From revolution-provocateur beheading landlords to authoritarian-provocateur debasing the constitution, Prime Minister Oli has exhibited through his life and politics what all of us Nepalis have become. For his courage in reflecting our collective cowardice, Prime Minister Oli is my pick for the person of the year.
The odds were always against Oli. He was a rare survivor of the Jhapa Revolt. Most others were summarily rounded up and executed in a forest. He spent 14 years in prison, often in solitary confinement, peddling poems he had written in return for a few favors. Beyond his idealistic youth, his achievements are a story of endurance built on the philosophy of political expediency where the end justifies the means.
This philosophy of political expediency was in display when he responded in a 10-page letter to the charges levelled against him by party’s co-chair. In it, he documents how Prachanda, the co-chair, himself defied the constitution by disrupting the elections when Prachanda’s daughter was losing (party workers tore the ballots during the count, the results were annulled, and a fresh election ordered, which she won). Political expediency required the prime minister to simply ignore such a blatant violation of an election—the core of democracy—simply because the partnership was important at the time. The end justified the means.

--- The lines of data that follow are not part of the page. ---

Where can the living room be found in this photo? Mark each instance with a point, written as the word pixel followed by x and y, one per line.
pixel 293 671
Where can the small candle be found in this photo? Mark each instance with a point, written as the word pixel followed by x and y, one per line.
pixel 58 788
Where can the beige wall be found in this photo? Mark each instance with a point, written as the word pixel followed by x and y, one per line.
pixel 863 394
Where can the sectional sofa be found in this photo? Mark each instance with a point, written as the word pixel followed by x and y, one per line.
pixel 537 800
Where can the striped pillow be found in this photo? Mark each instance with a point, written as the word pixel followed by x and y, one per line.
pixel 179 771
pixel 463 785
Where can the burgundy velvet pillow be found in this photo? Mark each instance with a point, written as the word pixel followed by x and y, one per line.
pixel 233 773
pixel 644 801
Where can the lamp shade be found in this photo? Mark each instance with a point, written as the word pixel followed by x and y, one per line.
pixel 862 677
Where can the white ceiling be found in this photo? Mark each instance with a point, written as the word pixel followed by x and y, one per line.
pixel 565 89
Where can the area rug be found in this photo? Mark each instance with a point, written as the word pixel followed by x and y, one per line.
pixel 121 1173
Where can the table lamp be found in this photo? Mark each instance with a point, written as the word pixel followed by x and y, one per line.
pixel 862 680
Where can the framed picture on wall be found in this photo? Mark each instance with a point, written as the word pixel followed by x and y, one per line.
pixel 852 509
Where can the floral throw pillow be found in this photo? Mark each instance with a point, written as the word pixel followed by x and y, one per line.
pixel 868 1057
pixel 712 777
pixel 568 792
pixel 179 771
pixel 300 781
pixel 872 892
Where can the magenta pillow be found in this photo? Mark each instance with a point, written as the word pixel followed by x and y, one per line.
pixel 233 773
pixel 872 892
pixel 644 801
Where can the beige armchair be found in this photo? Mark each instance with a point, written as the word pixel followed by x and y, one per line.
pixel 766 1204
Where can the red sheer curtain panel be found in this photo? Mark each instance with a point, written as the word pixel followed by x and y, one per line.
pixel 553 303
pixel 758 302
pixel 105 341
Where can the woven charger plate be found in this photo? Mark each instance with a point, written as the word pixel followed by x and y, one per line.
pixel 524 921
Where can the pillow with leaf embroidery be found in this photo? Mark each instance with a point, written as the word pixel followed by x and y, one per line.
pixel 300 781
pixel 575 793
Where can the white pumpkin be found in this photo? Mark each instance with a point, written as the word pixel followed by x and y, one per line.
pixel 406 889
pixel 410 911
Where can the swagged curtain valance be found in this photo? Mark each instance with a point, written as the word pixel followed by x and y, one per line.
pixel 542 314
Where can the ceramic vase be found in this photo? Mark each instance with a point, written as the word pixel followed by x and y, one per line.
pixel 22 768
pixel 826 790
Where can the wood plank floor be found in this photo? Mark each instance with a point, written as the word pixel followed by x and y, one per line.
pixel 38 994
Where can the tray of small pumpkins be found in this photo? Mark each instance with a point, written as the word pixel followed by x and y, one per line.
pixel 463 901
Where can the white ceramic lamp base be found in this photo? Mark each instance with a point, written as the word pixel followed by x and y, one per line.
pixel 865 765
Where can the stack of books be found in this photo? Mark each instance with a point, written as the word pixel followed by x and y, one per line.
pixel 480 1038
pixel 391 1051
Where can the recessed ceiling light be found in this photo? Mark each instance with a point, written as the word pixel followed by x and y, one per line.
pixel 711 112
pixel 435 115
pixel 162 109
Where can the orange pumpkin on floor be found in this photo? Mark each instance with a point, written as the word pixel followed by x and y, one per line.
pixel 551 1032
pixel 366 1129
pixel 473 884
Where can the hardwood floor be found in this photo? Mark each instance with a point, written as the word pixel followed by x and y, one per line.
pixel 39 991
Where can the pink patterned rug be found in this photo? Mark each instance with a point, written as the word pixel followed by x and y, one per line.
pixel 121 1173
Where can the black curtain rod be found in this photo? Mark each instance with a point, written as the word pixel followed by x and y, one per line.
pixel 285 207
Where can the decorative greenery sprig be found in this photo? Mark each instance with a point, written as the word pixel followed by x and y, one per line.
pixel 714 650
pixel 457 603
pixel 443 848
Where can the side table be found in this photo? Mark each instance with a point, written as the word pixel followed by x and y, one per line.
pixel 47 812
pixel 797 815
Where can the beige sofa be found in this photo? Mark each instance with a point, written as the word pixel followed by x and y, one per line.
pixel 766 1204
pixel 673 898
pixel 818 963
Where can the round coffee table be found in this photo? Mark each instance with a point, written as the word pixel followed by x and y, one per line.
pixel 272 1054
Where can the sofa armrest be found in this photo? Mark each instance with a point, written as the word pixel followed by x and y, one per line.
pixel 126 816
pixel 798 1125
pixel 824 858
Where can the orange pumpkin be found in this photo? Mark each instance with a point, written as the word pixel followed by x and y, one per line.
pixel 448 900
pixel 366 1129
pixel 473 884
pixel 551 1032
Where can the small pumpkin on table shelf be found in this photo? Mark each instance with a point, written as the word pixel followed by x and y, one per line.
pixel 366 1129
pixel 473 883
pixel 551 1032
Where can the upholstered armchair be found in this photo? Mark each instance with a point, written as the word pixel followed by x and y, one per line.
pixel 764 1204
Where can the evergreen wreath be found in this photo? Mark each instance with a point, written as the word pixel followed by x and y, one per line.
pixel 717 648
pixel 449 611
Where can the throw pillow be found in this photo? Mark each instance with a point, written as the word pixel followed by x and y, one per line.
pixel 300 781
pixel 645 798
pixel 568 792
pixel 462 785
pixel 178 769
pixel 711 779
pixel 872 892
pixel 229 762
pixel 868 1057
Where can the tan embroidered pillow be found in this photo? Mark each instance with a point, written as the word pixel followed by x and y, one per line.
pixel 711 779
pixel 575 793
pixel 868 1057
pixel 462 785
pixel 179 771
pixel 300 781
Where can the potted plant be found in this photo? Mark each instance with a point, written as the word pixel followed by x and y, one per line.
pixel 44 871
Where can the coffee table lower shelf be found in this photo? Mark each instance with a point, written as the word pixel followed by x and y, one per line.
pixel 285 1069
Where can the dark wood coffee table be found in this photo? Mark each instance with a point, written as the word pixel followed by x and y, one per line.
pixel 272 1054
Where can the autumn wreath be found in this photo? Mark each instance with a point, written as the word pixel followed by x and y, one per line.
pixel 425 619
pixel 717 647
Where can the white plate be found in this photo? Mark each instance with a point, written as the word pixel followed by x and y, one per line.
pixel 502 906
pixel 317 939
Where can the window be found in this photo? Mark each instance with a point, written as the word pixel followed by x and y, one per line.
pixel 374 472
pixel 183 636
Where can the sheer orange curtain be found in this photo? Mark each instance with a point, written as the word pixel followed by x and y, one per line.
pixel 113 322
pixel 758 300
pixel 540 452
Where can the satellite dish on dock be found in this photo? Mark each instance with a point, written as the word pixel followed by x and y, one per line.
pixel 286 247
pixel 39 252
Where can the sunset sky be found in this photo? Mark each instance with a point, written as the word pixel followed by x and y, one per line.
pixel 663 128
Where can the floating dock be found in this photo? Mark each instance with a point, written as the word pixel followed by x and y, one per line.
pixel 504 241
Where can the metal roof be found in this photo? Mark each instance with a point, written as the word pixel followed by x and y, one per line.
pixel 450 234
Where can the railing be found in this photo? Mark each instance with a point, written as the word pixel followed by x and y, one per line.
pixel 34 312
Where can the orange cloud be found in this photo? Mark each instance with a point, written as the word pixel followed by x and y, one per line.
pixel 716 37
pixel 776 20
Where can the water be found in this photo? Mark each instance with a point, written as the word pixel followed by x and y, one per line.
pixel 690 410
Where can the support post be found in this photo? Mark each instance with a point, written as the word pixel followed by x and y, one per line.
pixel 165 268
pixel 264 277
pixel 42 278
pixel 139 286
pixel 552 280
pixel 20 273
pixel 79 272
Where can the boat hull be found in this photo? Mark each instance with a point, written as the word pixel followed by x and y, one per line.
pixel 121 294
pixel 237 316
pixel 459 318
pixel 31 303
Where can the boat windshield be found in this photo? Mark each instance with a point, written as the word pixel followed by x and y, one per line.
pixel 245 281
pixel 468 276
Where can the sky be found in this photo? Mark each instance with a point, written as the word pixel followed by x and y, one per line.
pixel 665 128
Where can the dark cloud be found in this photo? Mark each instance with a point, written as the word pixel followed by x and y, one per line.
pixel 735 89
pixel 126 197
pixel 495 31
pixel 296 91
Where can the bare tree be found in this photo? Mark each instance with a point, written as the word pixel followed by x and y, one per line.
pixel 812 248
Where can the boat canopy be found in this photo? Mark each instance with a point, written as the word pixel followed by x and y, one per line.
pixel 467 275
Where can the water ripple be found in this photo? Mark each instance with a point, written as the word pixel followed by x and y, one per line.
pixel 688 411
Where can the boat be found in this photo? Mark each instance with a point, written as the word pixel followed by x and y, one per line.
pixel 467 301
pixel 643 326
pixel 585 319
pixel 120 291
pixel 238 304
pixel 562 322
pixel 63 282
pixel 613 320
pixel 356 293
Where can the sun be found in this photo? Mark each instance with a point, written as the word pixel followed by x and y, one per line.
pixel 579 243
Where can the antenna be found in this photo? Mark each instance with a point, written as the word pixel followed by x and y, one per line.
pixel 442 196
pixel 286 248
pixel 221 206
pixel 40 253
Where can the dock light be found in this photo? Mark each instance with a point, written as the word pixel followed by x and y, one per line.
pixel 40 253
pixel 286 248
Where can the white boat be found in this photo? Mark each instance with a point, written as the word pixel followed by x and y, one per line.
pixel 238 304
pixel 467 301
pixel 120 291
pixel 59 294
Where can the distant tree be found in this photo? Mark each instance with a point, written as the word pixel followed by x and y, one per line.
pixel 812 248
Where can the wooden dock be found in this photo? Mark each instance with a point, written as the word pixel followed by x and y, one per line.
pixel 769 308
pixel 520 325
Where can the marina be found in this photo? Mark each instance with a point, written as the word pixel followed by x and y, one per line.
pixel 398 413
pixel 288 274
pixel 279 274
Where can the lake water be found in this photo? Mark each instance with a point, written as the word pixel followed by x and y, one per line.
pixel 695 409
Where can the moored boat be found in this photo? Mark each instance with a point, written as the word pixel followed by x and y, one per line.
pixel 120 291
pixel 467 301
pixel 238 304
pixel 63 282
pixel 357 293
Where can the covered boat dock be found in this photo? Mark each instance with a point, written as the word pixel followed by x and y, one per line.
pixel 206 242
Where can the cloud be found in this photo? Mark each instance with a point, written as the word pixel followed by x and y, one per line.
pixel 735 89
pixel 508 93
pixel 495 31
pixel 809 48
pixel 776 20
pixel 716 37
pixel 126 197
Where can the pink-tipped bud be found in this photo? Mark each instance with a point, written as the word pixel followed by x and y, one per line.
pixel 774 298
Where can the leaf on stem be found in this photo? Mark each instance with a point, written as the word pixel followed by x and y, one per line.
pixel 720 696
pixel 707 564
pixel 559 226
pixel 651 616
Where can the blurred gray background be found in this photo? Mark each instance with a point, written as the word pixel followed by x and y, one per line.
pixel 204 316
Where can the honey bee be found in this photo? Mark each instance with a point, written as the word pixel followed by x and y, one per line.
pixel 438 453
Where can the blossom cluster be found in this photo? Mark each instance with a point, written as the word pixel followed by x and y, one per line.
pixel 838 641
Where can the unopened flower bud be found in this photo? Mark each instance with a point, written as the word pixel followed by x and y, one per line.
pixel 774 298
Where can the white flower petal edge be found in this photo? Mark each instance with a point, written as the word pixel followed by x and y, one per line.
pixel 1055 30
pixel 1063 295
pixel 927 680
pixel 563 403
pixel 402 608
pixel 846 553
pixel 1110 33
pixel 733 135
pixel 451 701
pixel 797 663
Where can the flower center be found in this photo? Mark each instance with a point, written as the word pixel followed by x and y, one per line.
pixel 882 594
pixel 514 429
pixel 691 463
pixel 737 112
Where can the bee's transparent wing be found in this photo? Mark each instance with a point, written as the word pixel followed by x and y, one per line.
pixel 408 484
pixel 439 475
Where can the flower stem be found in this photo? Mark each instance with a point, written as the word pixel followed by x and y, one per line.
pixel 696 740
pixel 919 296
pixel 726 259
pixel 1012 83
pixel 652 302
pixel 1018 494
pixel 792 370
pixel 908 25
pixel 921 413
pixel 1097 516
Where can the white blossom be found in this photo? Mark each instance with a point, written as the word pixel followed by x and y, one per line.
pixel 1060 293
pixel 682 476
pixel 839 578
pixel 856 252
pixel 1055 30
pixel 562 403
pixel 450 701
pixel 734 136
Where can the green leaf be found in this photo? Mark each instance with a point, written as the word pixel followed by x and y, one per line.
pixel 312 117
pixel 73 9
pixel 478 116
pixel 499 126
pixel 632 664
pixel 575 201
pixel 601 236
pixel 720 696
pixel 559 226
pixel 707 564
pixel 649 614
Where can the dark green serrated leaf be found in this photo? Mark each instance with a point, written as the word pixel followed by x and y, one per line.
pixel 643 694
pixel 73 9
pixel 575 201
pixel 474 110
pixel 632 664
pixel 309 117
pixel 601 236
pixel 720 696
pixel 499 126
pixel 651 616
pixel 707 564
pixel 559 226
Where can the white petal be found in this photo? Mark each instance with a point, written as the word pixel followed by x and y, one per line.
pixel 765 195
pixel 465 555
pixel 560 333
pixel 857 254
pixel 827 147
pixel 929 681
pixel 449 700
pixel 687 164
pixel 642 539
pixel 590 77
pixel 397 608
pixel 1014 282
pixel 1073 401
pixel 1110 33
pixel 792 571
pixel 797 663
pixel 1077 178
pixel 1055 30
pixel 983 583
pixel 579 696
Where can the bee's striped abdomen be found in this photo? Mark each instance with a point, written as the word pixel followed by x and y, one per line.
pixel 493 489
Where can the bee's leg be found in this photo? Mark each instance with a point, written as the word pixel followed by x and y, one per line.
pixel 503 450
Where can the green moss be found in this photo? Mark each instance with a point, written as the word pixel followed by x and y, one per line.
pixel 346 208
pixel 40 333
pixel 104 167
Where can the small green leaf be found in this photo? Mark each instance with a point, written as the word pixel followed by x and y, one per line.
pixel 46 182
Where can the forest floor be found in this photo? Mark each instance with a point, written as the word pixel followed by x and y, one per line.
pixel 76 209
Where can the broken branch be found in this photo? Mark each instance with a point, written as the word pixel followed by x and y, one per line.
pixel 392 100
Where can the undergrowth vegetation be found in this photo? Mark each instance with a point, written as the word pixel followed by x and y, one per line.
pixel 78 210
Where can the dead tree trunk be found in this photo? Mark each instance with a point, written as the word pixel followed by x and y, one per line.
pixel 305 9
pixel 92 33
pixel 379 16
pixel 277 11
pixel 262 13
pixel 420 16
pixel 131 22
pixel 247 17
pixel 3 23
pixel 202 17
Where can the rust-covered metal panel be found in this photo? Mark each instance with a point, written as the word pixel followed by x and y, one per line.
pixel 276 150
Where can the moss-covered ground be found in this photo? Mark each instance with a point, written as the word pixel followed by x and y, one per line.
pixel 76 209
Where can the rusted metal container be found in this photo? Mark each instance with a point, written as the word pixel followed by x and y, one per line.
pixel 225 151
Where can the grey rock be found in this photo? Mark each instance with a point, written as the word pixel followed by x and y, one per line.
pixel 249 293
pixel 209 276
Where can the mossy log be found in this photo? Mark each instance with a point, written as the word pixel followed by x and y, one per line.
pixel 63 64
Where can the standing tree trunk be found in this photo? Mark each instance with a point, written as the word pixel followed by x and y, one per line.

The greatest tragedy of Nepal’s democracy was that one party won such an overwhelming majority. A coalition government would have been better, and offered more political stability, in establishing the institutions necessary for Nepal’s young democracy. Oli had put aside many years of bitterness and criticism about the Maoists when he announced the electoral alliance and subsequent merger of the two parties. It was simply political expediency, for he knew, just as almost everyone guessed, the combined party would return with a resounding victory. The end justified the means.
When Prime Minister Oli first took office in 2015, he immediately proclaimed five other revolutionaries of the Jhapa Revolution as national martyrs. Every year, around February, Nepal Communist Party gathers to remember the martyrs of the Maoist uprising and the previous armed movements, like the Jhapa uprising. No one pauses to remember the victims of the conflict.
Almost 50 years after the beheading of landowners, the families of those victims are still waiting for justice and closure. Approximately 2,500 complaints of disappearance and 63,000 cases from the Maoist-era conflict are pending at the Commission of Investigation on Enforced Disappeared Persons and the Truth and Reconciliation Commission.
Today, the prime minister’s decision to dissolve parliament is being debated in terms of democratic principles. But can there really be a discussion about democratic principles when thousands of families whose loved ones were killed, tortured, kidnapped, and displaced are still waiting for the justice they were promised? Our constitution and political progress have been written in blood. We have a peace accord but are still at war with each other.
The tragedy of this political turmoil is not that a stable government has fallen. The tragedy is that we, ordinary Nepalis, have simply forgotten the victims who suffered the abuses of conflict. Parliament may fall, a new one may arise. But Nepali democracy is meaningless unless the blood that drips on our consciousness is cleaned—not by the State but by us, the people of Nepal.